I have a bunch of HICF forms (healthcare), and I am wanting to auto pull certain fields. Currently, I am able to have a bunch of pdfs in a directory. The code references them, and takes all the data and separates each line where there is an \n.
It then combines all the data sets into one file. The issue is, the data is still a bit messy, and different lines.
I would prefer to be able to say, "output text that is between "This word" and "that word". I will need to add code for this for about 9 outputs.

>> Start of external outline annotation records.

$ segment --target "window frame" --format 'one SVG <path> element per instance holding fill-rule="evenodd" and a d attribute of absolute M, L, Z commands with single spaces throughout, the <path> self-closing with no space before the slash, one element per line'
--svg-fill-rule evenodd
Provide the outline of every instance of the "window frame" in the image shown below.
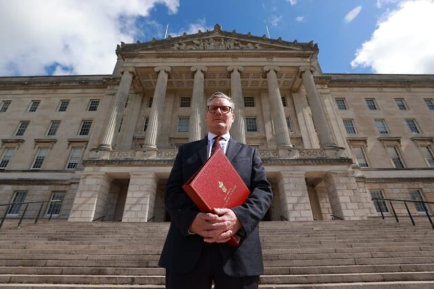
<path fill-rule="evenodd" d="M 365 102 L 366 102 L 368 109 L 370 110 L 379 110 L 378 105 L 377 104 L 375 98 L 365 98 Z"/>
<path fill-rule="evenodd" d="M 92 124 L 93 122 L 90 120 L 85 120 L 81 121 L 81 124 L 80 125 L 80 128 L 78 129 L 78 135 L 79 136 L 89 136 L 91 133 L 91 129 L 92 127 Z M 85 123 L 90 123 L 90 124 L 88 128 L 84 127 Z M 86 131 L 86 129 L 87 129 L 87 134 L 82 134 L 83 131 Z"/>
<path fill-rule="evenodd" d="M 338 101 L 342 101 L 341 103 L 339 103 Z M 338 108 L 338 109 L 339 110 L 348 110 L 348 106 L 346 105 L 346 101 L 345 100 L 345 98 L 337 98 L 335 99 L 335 103 L 336 104 L 336 107 Z M 343 105 L 343 106 L 342 106 Z"/>
<path fill-rule="evenodd" d="M 246 118 L 246 131 L 247 132 L 257 132 L 258 127 L 256 117 Z"/>
<path fill-rule="evenodd" d="M 13 157 L 15 152 L 16 151 L 17 148 L 15 146 L 6 147 L 3 151 L 3 153 L 2 154 L 2 158 L 0 159 L 0 170 L 5 170 L 8 167 L 8 165 Z M 8 151 L 12 151 L 10 155 L 7 155 Z M 6 159 L 6 158 L 8 159 Z"/>
<path fill-rule="evenodd" d="M 98 107 L 99 106 L 99 99 L 91 99 L 89 100 L 89 104 L 88 105 L 88 112 L 96 112 L 98 110 Z"/>
<path fill-rule="evenodd" d="M 189 122 L 189 118 L 188 117 L 179 117 L 178 118 L 178 126 L 177 127 L 177 132 L 181 134 L 188 132 Z"/>
<path fill-rule="evenodd" d="M 0 113 L 6 113 L 11 105 L 12 100 L 4 100 L 2 102 L 2 107 L 0 107 Z"/>

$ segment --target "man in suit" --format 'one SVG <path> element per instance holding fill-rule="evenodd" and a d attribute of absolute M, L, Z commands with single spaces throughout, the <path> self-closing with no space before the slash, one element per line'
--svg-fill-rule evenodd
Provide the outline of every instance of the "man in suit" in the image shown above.
<path fill-rule="evenodd" d="M 230 137 L 235 117 L 230 98 L 215 93 L 207 107 L 208 135 L 179 148 L 167 180 L 165 204 L 171 223 L 159 264 L 166 269 L 167 289 L 210 288 L 213 281 L 215 289 L 257 288 L 264 272 L 258 225 L 273 193 L 256 149 Z M 241 206 L 201 213 L 182 186 L 211 155 L 214 142 L 251 193 Z M 225 242 L 235 234 L 240 245 L 229 247 Z"/>

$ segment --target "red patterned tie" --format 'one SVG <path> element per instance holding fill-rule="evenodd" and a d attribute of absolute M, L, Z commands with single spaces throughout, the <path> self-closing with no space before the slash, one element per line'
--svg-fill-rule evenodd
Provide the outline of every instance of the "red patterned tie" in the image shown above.
<path fill-rule="evenodd" d="M 212 154 L 218 149 L 222 149 L 220 146 L 220 140 L 223 138 L 221 136 L 217 136 L 214 138 L 214 142 L 212 143 L 212 147 L 211 148 L 211 155 L 212 155 Z"/>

I assumed I could use the rm_between function, but I am not sure how to incorporate.
I would like the output to find the text in between select words and export this data to the csv file.

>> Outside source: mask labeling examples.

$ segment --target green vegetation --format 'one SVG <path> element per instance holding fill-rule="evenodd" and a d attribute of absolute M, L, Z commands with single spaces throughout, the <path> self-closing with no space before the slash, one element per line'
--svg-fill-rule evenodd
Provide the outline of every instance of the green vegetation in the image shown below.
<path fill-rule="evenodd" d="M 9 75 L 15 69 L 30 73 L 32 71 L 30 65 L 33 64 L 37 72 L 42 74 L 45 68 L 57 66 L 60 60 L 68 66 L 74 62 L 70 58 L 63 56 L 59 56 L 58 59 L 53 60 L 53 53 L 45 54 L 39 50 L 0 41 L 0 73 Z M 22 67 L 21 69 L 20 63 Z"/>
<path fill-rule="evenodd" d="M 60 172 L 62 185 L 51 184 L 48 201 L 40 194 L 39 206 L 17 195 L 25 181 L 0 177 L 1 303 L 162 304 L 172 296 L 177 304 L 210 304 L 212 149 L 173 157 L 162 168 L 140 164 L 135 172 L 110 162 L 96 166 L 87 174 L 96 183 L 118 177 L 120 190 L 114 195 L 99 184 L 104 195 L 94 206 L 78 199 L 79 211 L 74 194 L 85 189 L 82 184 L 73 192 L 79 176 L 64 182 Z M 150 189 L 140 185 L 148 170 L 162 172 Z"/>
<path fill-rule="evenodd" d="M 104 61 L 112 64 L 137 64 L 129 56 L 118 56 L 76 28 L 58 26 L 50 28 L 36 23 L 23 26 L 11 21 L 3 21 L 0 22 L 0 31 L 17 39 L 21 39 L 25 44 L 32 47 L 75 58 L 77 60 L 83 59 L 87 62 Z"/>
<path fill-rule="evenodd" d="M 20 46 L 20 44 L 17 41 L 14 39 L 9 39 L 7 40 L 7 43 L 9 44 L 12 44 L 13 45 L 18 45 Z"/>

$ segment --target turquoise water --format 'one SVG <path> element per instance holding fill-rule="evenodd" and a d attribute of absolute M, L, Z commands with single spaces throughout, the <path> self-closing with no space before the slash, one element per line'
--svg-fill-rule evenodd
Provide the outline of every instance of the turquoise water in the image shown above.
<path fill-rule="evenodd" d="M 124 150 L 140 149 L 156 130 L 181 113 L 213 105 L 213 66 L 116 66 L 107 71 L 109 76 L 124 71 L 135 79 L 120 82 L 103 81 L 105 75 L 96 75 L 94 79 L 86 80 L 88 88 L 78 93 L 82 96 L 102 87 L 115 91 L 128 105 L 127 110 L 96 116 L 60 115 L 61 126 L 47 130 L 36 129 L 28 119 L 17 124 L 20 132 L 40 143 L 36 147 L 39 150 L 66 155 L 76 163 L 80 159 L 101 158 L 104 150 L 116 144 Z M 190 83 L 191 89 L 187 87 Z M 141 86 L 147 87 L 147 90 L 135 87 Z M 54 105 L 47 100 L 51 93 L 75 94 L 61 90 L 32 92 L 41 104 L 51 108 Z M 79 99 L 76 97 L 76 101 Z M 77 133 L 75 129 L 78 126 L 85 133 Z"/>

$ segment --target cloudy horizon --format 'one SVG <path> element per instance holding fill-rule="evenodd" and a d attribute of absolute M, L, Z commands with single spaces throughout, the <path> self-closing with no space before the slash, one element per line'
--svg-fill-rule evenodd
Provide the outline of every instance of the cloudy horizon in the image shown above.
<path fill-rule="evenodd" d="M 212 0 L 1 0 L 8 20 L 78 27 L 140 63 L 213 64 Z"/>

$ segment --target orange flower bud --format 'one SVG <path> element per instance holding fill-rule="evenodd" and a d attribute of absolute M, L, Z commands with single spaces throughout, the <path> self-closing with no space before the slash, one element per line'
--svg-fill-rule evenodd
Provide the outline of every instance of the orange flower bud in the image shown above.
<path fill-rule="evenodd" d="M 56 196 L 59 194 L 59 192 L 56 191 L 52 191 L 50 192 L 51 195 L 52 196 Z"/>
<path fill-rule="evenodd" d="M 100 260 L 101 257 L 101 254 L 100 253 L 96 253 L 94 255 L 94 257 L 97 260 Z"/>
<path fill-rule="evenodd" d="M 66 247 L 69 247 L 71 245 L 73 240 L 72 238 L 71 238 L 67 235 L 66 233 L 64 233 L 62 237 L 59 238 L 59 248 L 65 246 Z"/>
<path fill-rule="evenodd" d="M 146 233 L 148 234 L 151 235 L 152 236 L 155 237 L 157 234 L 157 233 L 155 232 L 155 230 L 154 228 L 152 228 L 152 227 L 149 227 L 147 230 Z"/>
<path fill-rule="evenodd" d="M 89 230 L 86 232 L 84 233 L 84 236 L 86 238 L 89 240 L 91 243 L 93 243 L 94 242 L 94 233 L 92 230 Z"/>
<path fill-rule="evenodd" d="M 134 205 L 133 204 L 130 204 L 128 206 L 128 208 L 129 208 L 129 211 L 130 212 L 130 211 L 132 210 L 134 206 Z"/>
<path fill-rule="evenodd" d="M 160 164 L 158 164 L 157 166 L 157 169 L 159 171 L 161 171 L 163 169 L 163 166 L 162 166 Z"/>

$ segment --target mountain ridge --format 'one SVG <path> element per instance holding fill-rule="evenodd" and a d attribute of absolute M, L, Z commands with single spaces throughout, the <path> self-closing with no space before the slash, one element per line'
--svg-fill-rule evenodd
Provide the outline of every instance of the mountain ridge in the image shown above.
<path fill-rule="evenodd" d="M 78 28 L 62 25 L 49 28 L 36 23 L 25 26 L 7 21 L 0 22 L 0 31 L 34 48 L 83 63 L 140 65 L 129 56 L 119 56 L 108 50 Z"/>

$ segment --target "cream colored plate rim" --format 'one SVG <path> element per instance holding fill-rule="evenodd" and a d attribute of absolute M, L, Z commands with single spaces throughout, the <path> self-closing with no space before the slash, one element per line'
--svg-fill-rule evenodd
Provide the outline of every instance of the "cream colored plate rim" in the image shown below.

How would you suggest upgrading this code?
install.packages("pdftools")
install.packages("tesseract")
install.packages("plyr")
install.packages("qpcR")
library(pdftools)
library(tesseract)
library (plyr)
library(qpcR)
text <- ocr("POC File 12.20 (3).pdf")
test2<-strsplit(text,"\n")
df <- ldply (test2, data.frame)
compile<-df
file_list <- list.files()
for (file in file_list){
text <- ocr(file)
test2<-strsplit(text,"\n")
df <- ldply (test2, data.frame)
compile<-qpcR:::cbind.na(compile,df)
}
write.csv(compile,"compiled.csv")